Talking Myself Home by Ian McMillan
He is not your stereotypical poet; those dusty chaps with measured voices as dry as unbuttered cream crackers, nor one of those too-clever-for-their-own-good writers who engage in ‘literary pissing contests’ (I have mentioned five obscure 16th Century French philosophers in my latest sonnet. Ha! I’ll see your five philosophers and raise you six Flemish astronomers - plus, I’ve written four of my lines in Latin). Instead, his rich Barnsley accent is as much a National Treasure as the man himself. His voice ricochets from the radio and TV set, bounces around your head like a rubber ball, hitting phrases, memories and emotions you didn’t know were stored there.

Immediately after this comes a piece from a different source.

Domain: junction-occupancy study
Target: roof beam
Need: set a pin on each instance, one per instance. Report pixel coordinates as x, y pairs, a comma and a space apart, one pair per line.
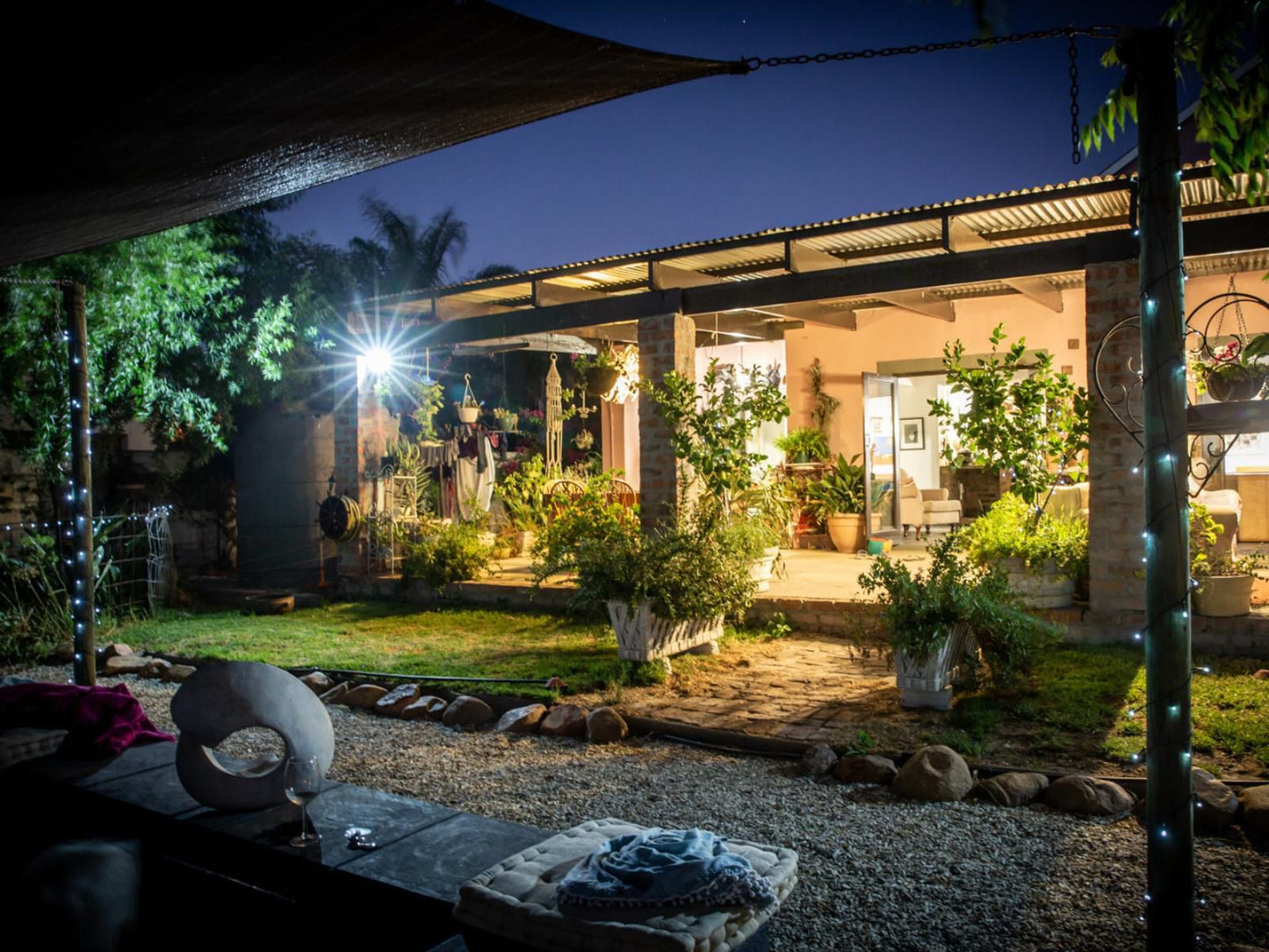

For some, the extreme Tyke-ness of McMillan is a barrier, but for all his ‘jovial poetic trollness’, for all his de-stuffing of the stuffy world of serious poetry, this man takes his poetry very seriously indeed.
Talking Myself Home - My Life in Verses (John Murray 2008) covers early memories of comics and school sports, bolt-hole libraries, dull jobs and heart-in-your-boots folk/poetry gigs, bookended with two poems about his mother’s death and her funeral. It’s as if memories flooded back between these two events: “trapped inside that empty space/You float in when your mother dies.”
McMillan says “Mine is a small life that’s happened in a big century.” These poems lead him home, are his ‘song-lines’. In several, he writes phonetically, as Swansea poet Stephen Knight did so successfully in his collection The Sandfields Baudelaire. All poems deserve to be read loud; these especially so, as they celebrate the lilt and rhythm of the voices and people that surround McMillan.
He records the collision between past and present, most movingly in Heart of Darkness, 1984. The poem zooms from the Miners’ Strike - “things are crumbling” - to the future of “…Call Centres and the broken Community Centre windows/And the minimum wage jobs that crack you a little more each day/But let in no light, no light.” A bleak poem, spare and despairing; I wept as I reached the final stanza, finding it more powerful than the more obviously sentimental poems in this collection.
McMillan makes poetry look easy - “Words on this page/It’s as simple as that”. The exhortation in his introduction to “have a go at writing your own” disguises the fact that these poems are clever and carefully crafted. For all his love of words and language, wit and chatter, he is not afraid of silence, the empty spaces in poems - the unsaid - where images and phrases are free to develop inside our heads.